GridSearchCV exhaustively tries all combinations of hyperparameters you provide in the grid.For each combination, it performs cross-validation (here 5-fold) to measure model performance.It returns the combination that gives the best performance score (in this case, lowest RMSE).
Small search space:

My parameter grid is relatively small:
n_estimators: 2 options (50, 100)
max_depth: 3 options (None, 10, 20)
min_samples_split: 2 options (2, 5)
→ 2 × 3 × 2 = 12 combinations
Since the total number of combinations is small (12), an exhaustive search is feasible and reliable.
GridSearch ensures that every single combination is evaluated, which gives me confidence that the selected hyperparameters are truly optimal from the options I chose. Since all combinations are tested systematically, results are deterministic and reproducible, especially useful when using random_state.

RandomizedSearchCV randomly selects a subset of combinations from the parameter space. It is useful when the search space is huge or training is time-consuming. But in my case, The grid was small. I wanted an exhaustive and complete evaluation. So, I didn't need the randomness or approximation of RandomizedSearchCV.

In [None]:
gb_pipe = Pipeline([
    ('model', GradientBoostingRegressor(random_state=42))
])

gb_param_grid = {
    'model__n_estimators': [100, 200],
    'model__learning_rate': [0.05, 0.1],
    'model__max_depth': [3, 5]
}

gb_grid = GridSearchCV(estimator=gb_pipe,
                       param_grid=gb_param_grid,
                       scoring='neg_root_mean_squared_error',
                       cv=5,
                       n_jobs=-1,
                       verbose=1)

gb_grid.fit(X_train, y_train)

print("🔍 Best GB RMSE (CV):", -gb_grid.best_score_)
print("🏆 Best GB Parameters:", gb_grid.best_params_)

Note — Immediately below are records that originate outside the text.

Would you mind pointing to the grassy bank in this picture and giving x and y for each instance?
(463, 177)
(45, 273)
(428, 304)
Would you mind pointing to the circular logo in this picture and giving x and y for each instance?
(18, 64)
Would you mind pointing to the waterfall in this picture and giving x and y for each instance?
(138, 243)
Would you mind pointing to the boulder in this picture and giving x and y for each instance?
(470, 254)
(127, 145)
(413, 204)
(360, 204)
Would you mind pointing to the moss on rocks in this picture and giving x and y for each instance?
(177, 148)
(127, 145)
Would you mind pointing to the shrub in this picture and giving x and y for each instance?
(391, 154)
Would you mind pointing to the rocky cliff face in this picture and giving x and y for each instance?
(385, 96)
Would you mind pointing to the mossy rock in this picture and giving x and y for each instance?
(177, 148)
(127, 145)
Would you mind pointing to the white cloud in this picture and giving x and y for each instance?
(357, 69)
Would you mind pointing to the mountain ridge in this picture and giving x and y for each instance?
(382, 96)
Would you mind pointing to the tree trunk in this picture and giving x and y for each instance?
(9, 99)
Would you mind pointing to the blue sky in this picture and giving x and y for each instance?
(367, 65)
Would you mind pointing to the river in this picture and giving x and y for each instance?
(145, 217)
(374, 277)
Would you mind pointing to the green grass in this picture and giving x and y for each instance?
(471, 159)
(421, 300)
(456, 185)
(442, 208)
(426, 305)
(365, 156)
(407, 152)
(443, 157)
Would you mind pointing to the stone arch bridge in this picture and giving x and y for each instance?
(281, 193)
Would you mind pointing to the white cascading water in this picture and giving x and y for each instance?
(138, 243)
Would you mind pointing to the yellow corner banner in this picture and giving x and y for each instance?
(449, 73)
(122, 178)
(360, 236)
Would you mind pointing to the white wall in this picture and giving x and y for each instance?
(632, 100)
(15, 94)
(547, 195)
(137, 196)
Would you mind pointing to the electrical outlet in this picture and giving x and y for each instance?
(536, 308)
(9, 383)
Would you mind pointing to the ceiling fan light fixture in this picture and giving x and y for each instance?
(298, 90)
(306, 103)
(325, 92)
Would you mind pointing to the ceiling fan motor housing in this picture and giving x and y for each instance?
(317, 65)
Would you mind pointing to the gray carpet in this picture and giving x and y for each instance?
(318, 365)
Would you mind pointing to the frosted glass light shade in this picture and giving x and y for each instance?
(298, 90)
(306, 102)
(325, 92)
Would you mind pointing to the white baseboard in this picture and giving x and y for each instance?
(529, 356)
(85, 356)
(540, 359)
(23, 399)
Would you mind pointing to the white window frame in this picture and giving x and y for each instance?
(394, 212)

### 🎯 Hyperparameter Tuning: Gradient Boosting

To improve the performance of Gradient Boosting Regressor, I performed hyperparameter tuning using GridSearchCV with 5-fold cross-validation.

The grid included:
- `n_estimators`: [100, 200]
- `learning_rate`: [0.05, 0.1]
- `max_depth`: [3, 5]

**Best RMSE (CV):** 3.3855  
**Best Parameters:**
- learning_rate = 0.1
- max_depth = 5
- n_estimators = 100

These values strike a balance between underfitting and overfitting, leading to a more generalizable model.


In [None]:
xgb_pipe = Pipeline([
    ('model', XGBRegressor(random_state=42, verbosity=0))
])

xgb_param_grid = {
    'model__n_estimators': [100, 200],
    'model__learning_rate': [0.05, 0.1],
    'model__max_depth': [3, 5]
}

xgb_grid = GridSearchCV(estimator=xgb_pipe,
                        param_grid=xgb_param_grid,
                        scoring='neg_root_mean_squared_error',
                        cv=5,
                        n_jobs=-1,
                        verbose=1)

xgb_grid.fit(X_train, y_train)

print("🔍 Best XGB RMSE (CV):", -xgb_grid.best_score_)
print("🏆 Best XGB Parameters:", xgb_grid.best_params_)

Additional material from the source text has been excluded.